Despite that the site has been in operation for decades and been inspected by Defra, there is little evidence that any effort has been put into providing appropriate facilities for the animals. The ADI team filmed:
Watch the shocking footage below:
ADI Vice President Tim Phillips said: “Circuses are no fun for animals. Confinement and deprivation are endemic to this industry whether the circuses are touring or not. The Government’s failure to fulfil its promise to ban wild animal acts has let down both the public and the animals it said it would protect. The latest ADI evidence shows how desperately lacking in protection all circus animals are and that regulations have failed.”
During the first 16-hour observation, zebras Watusi and Zumba, Kashmir the camel, and Onkuli the ankole never left the barn - the ankole then died on tour a few months later.

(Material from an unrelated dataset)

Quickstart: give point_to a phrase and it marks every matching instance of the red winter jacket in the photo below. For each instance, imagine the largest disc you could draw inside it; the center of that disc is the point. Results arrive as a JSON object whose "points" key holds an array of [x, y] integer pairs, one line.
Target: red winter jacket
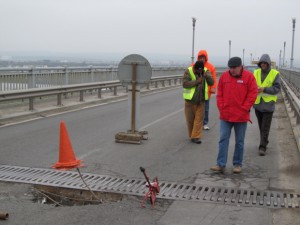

The UK’s temporary regulations governing the use of wild animals in circuses in England stipulate that licensed animals must have “the opportunity for physical exercise for a minimum of six hours in any 24 hour period” and that “Reasonable effort must be made to allow grazing animals an opportunity to graze on a daily basis.”
During two of the ADI visits, zebras Watsui and Sumba were confined to a tiny pen, measuring just 7.8 square metres - this is less than half the minimum 20 square metres stipulated by Defra. Camel Kashmir and ankole Onkuli shared a pen of 17.65 square metres, again falling short of the required minimum size.
ADI believes Defra’s minimum requirement of a space just 4 metres by 5 metres for a wild animal such as a zebra is inadequate – yet Jolly’s did not even provide this.
Tethered for at least 16 hours of the day, the camel and ankole were unable to turn around comfortably. Domesticated species were confined also, with two goats sharing a tiny concrete cell that measured just 2.6 square metres, and seven llamas housed in a small pen.
Tied up and unable to escape, Kashmir the camel was filmed being intimidated, taunted, and spat at by a worker.
Last month, during the most recent 13-day ADI observation, 18 equines were tethered and crowded inside the barn for approximately 15 hours every day, and on one occasion for a continuous 40-hour period. Kashmir the camel was confined to his pen for 6 days. The goats were forced to spend their entire time in a tiny pen, with their only respite being when their pen was cleaned and they were tied up in the main area of the barn for 6 hours.
Bullying at Peter Jolly’s is rife, as horses, ponies, and donkeys vie for limited space. Individuals were filmed biting and kicking one another as tempers flare and tethers become tangled. The 18 animals share a space less than 12 metres by 5.5 metres and are unable to lie down comfortably. The Defra Code of Practice for equines (a code not specific to circuses) states “as a minimum, each horse should have sufficient room to lie down, readily rise, and turn around in comfort”. The animals also do not have access to water when indoors despite the Code of Practice stating that “It is essential that all horses have continuous access to a clean supply of fresh water. When this is impractical, adequate clean water should be made available to them on a frequent and regular basis”. Horses can require anything from 20-70 litres of water daily.
Peter Jolly’s Circus is one of two circuses licensed to perform in England with wild animals. There are no such regulations for domestic species.
Despite a 2012 government commitment and a 2015 manifesto pledge to ban wild animals in circuses, little progress has been made to pass legislation. Two Private Members’ Bills using the government’s own wording, most recently introduced by Conservative MP Will Quince in February, have been unsuccessful.
With the licensing scheme failing to protect the welfare of wild animals, and with no legislation to protect domestic species, ADI is calling on the public to avoid circuses with any animal acts.